ClientEarth has, according to the law firm memo, exercised its right to seek an oral hearing to reconsider the decision to dismiss the permission application.
Discussion
Mr. Justice Trower’s rulings in this case, like the rulings of Vice Chancellor Will in the Disney case I discussed in a blog post earlier this week, both revealed a fundamental judicial reluctance for courts to pass judgments on board decisions on how to operate the company that were made in good faith. Both courts also reflect a distaste for issue-driven litigation brought by litigants seeking to use the courts to advance their agendas.
The law firm memo says of Mr. Justice Trower’s decision in the Shell case that the decision is “likely to disappoint shareholder activists while being welcomed by boards everywhere.” The decision, the law firm memo says, shows that the English courts “will be very reluctant to allow activist shareholders – particularly those with de minimis shareholdings – to use the derivative claim procedure to challenge management decisions on climate risk that are made in good faith.”

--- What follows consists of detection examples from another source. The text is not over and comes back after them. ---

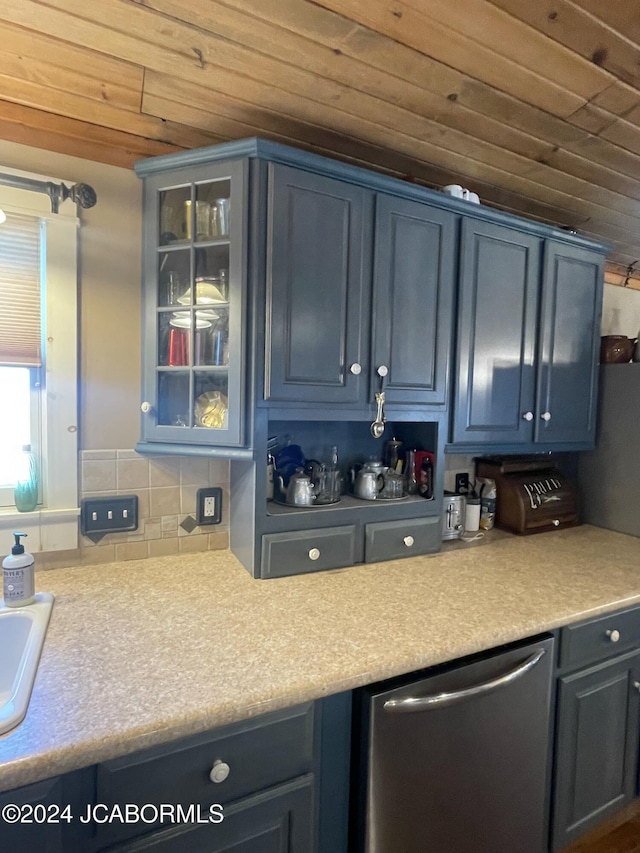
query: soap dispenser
[2,533,36,607]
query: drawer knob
[209,758,231,783]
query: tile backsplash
[38,450,229,568]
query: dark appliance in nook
[476,456,579,534]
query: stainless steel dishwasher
[358,636,553,853]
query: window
[0,169,78,551]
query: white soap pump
[2,533,36,607]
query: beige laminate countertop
[0,526,640,790]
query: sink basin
[0,592,53,734]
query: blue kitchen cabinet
[551,607,640,851]
[265,164,456,418]
[451,218,604,453]
[136,156,249,455]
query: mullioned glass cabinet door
[142,161,247,447]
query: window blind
[0,212,41,367]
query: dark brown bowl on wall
[600,335,637,364]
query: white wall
[602,284,640,338]
[0,140,142,450]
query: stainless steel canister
[442,492,465,540]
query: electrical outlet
[456,471,470,495]
[196,486,222,526]
[80,495,138,536]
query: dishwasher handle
[383,649,546,714]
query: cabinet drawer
[262,524,361,578]
[560,607,640,668]
[96,703,314,845]
[364,516,442,563]
[117,774,315,853]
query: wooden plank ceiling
[0,0,640,286]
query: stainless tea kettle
[351,464,384,501]
[278,468,316,506]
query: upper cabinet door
[142,160,248,448]
[265,164,371,404]
[370,195,456,405]
[453,219,541,445]
[535,241,604,444]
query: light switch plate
[80,495,138,536]
[196,486,222,527]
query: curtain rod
[0,172,97,213]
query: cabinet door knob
[209,759,231,784]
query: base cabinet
[109,775,316,853]
[0,692,351,853]
[551,611,640,851]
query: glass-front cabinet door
[142,161,247,449]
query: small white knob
[209,759,231,784]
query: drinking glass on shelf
[211,198,229,238]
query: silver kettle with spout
[278,468,316,506]
[351,463,384,501]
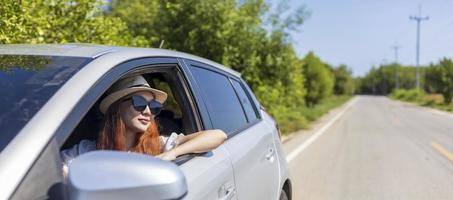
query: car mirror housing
[68,151,187,199]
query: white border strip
[286,97,358,162]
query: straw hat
[99,75,167,114]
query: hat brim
[99,87,167,114]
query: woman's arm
[157,129,227,160]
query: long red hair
[96,102,161,155]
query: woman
[61,76,227,174]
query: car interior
[60,67,198,150]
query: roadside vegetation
[356,58,453,112]
[0,0,355,133]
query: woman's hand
[156,151,178,161]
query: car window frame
[54,57,185,147]
[54,57,208,165]
[229,77,262,123]
[183,59,262,140]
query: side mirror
[68,151,187,199]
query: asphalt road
[284,96,453,200]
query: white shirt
[60,132,184,175]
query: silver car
[0,44,291,200]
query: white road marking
[286,97,358,162]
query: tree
[333,65,354,95]
[303,52,334,106]
[437,58,453,104]
[0,0,144,46]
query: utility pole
[409,5,429,89]
[392,44,401,89]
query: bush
[391,89,425,102]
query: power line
[409,5,429,89]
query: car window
[191,66,247,133]
[0,55,91,152]
[230,79,258,122]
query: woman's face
[120,91,154,133]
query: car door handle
[219,186,236,200]
[265,148,275,160]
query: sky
[282,0,453,76]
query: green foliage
[391,89,425,102]
[0,0,143,45]
[0,0,353,134]
[333,65,355,95]
[357,63,416,94]
[433,58,453,104]
[107,0,305,131]
[303,52,334,106]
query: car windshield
[0,55,91,152]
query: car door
[182,60,279,199]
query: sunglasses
[124,95,162,115]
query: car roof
[0,43,240,77]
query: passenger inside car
[61,75,227,175]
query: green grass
[278,96,352,135]
[390,89,453,112]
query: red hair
[96,102,161,155]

Moreover, the decision confirms that directors general duties “do not also include standalone duties relating specifically to climate risk.” In order for a claimant to establish a breach of directors’ statutory duties in this context, the claimant must show that the directors acted contrary either to the duty to promote the company’s success under Section 172 of the Act; or to exercise reasonable care, skill, and diligence under Section 174 of the Act.
I think the court’s decision in the Shell case is also important in the context of the apprehension in the insurance community that companies generally face the threat of significant litigation arising from climate change. There may well be more successful litigation in the future in which companies that are facing clear physical or operational impacts from climate change fail to act appropriately to protect the interests of the company and its shareholders, But in the meantime, it is worth saying now that litigation initiated by claimants primarily interested in advancing their own agendas has not fared particularly well. It is also clear that courts, applying what we in the U.S. call the business judgment rule, are not going to second-guess decisions made by company officials made in good faith – which is an important consideration that prospective litigants must take into account in deciding whether to pursue these kinds of claims.